Researchers Reveal Multiple infiltration and cross-species transmission of foamy viruses across Paleozoic to Cenozoic era
Date：18-05-2021 | 【Print】 【close】
In the study published in the journal Journal of Virology on April 28, entitled Multiple infiltration and cross-species transmission of foamy viruses across Paleozoic to Cenozoic era, Prof. CUI Jie’s group at the Institut Pasteur of Shanghai of the Chinese Academy of Sciences reported hundreds of amphibian foamy viruses (FVs) by integrating and analyzing transcriptomic and genomic data.
Foamy viruses are complex retroviruses that can infect humans and other animals. Incidentally, foamy viruses infect germ line of the host and integrate into host’s genome, becoming the endogenous foamy viruses (EFVs) which could be passed from the parents to the offspring.

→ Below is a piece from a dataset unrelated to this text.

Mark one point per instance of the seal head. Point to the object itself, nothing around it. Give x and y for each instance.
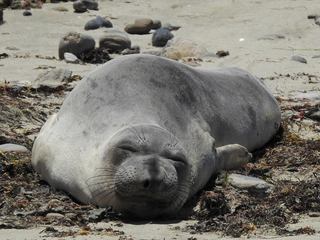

Foamy viruses represent, more so than other viruses, the best model of co-evolution between viruses and hosts, because of low substitution rates and relatively stable genomes.
Unrooted phylogeny of retroviruses and foamy-like elements (Image by IPS). The tree was inferred from reverse transcriptase (RT) protein alignment. The host information of FVs, EFVs and exFVs is indicated using shaded box. The newly identified viral elements are labeled in red. The scale bar indicates the number of amino acid changes per site. Bootstrap values <70 percent are not shown.
Here, CUI Jie’s team discovered 412 FVs from 6 lineages from 3 major orders of amphibians, which significantly increased the known set of FVs in amphibians. Among these lineages, salamander FVs maintained a co-evolutionary pattern with their hosts that could be dated back to the Paleozoic era, while, on the contrary, frog FVs were much more likely acquired from cross-species (class level) transmission in the Cenozoic era. In addition, the team found 3 distinct FV lineages had integrated into the genome of a salamander. Unexpectedly, the team identified a lineage of endogenous FV in caecilian expressed all complete major genes, demonstrating the potential existence of exogenous form of FV outside of mammals and suggesting active FVs could be underestimated in nature. Their discovery of rare phenomena in amphibian FVs has significantly increased the understanding of the macroevolution of the complex retrovirus from the Paleozoic era.